I rolled my eyes, and we continued walking. But the story stuck with me, as evidenced by the fact that I still remember it now, 23 years later. I think that part of what gave it its staying power, as silly as I thought it was, was Ryan's insistence that the story of AC/DCs Satanic reincarnation was true, and the distress that it seemed to cause him.


Commentary: I grew up in a small town to the north of Modesto, California. Like most towns in California, the residents were primarily Christian, and many were from one or another fundamentalist church (that is, of the minority who routinely attended any church), and a few of these churches were known for their "bunker mentality" approach to the world, where anything not from the church itself was considered suspect if not outright evil, and likely to assault the "godly" (which was, of course, members of that church, and pretty much nobody else). As a result, it is no surprise that there were a fair number of people who were convinced that horror movies were evil, D&D was a Satanic primer, Secular Humanists were trying to take over the world and abolish Christianity**, and rock music was, quite literally, music from Hell itself.

In this context, it's not surprising that Brian Johnson, the singer that replaced Bon Scott, was thought by some who are part of this particular Christian sub-culture to be a satanic reincarnation of Scott sent by Satan both to tempt more to Hell and to provide Satan with a prominent mouth-piece on Earth. Of course, when you consider that Johnson was not only alive, but had an active musical career, well before Scott's death, this reincarnation hypothesis falls apart, but paranoid sub-cultures have never been known for their adherence to reality.

I don't know if Ryan really had an uncle who told him this, as I have since heard the story told by different people in different places. It's entirely possible that multiple people developed this particular hair-brained hypothesis, helped along by AC/DC's lyrics and the fact that both Bon Scott and Brian Johnson both sing as if they are in the pained and advanced stages of throat cancer. Regardless, it was one of the claims that tended to serve as "evidence" of a massive Satanic influence on the "secular world."

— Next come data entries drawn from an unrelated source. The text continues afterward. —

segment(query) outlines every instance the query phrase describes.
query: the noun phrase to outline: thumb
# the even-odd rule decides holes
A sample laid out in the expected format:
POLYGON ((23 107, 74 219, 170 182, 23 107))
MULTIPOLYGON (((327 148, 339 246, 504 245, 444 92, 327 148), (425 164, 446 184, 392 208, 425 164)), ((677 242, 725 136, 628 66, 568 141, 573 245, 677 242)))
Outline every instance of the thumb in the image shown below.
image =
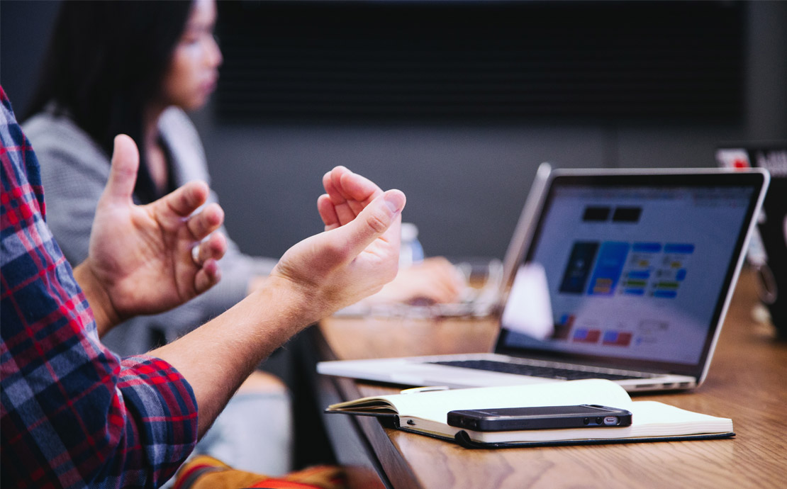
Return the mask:
POLYGON ((392 229, 401 215, 407 199, 401 190, 388 190, 379 196, 347 224, 336 228, 334 232, 341 233, 347 244, 347 251, 352 257, 357 256, 378 237, 387 234, 386 241, 399 242, 399 227, 392 229))
POLYGON ((107 180, 102 198, 110 200, 131 200, 139 169, 139 151, 134 140, 126 134, 115 136, 109 178, 107 180))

This is, in no small way, a continuation of the rumors of violin virtuoso Paganini's alleged Satanic connections, which were both part of his commercial success and fed the worries of the delusional paranoiacs of his day.

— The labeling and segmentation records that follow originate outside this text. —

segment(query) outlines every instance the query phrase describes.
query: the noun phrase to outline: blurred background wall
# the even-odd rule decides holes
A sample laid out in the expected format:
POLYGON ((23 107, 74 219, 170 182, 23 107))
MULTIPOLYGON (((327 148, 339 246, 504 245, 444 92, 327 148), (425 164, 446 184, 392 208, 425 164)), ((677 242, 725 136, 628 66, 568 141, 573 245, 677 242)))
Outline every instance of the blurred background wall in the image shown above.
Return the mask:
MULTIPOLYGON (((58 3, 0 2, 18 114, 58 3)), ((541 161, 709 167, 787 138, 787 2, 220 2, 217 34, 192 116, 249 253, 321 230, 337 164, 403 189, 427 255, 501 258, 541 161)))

Ironically, while the rumor of Scott's Satanic reincarnation was developing amongst this sub-culture, AC/DC fans were busy pointing to difference between Scott and Johnson and arguing over who was better. Two divergent sub-cultures...so it goes....

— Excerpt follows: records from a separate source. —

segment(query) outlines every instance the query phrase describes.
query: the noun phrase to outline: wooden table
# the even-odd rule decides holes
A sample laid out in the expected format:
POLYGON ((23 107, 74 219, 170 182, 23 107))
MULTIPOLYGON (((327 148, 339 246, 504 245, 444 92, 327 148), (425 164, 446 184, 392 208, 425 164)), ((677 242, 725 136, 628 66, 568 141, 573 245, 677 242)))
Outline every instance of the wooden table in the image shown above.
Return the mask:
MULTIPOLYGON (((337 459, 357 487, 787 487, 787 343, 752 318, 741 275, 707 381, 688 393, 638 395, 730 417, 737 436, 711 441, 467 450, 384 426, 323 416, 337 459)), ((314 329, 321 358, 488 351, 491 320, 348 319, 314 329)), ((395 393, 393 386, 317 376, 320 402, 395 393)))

*It was the late 80s. We still referred to music albums as "records" even though they were coming out primarily on CDs.

**I remember often hearing this as a kid. Weirdly, as an adult, I discovered that there really was a group that identified itself as Secular Humanists, was relatively small in numbers, with no actual political power, and possessing an agenda so mellow that it's hard to imagine anyone who actually knew it having much of an objection to it. These people were often confused when they were informed that they were actually in control of the world's governments.